What he said....although part of that research nowadays is to read all AL R posts coz the man he know his stuff.

November4 23rd Jul 2011 18:02

Maybe I am alone here but I am happy with my endowment that I bought.

I bought a 25 year endowment 5 years before I got a mortgage. But that meant when I did get the mortgage, I only had the mortgage for 20 years as I was already 5 years into the endowment.

It was for £30k with a projected maturity of £44k. Matured in March this year for £31k. As I had paid in some £14k, and it paid off over half of the original mortgage (since extended) off, I am happy enough with that.

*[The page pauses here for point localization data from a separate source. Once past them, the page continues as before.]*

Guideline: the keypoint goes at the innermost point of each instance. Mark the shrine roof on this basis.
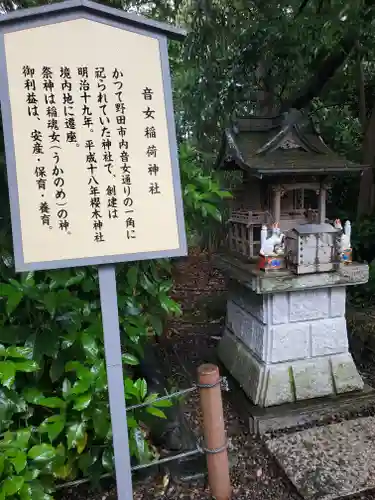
(280, 144)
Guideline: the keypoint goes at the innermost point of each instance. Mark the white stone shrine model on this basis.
(273, 245)
(286, 337)
(346, 234)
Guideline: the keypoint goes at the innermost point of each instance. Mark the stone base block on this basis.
(290, 381)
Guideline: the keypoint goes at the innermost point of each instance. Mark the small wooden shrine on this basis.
(286, 168)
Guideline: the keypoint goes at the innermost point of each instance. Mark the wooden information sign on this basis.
(91, 154)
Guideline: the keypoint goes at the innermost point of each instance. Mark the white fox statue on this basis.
(274, 245)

Wensleydale 23rd Jul 2011 18:40

I took out an Endowment mortgage 25 years ago. interest rates were high and so I expected a big lump sum on maturity. However, as interest rates dropped then my endowment was less "secure": however, my mortgage payments to the building society also reduced significantly so I paid the money saved on the interest payments directly into the mortgage (my BS were happy with this).

The result was that although the endowment did not reach the planned level, the total owed on the mortgage had reduced considerably and I made a small "profit" when the endowment matured and the mortgage paid.

Moral of the story... Low interest rates worked both ways. By paying out the same each month (even after interest rates dropped) the mortgage remained secure.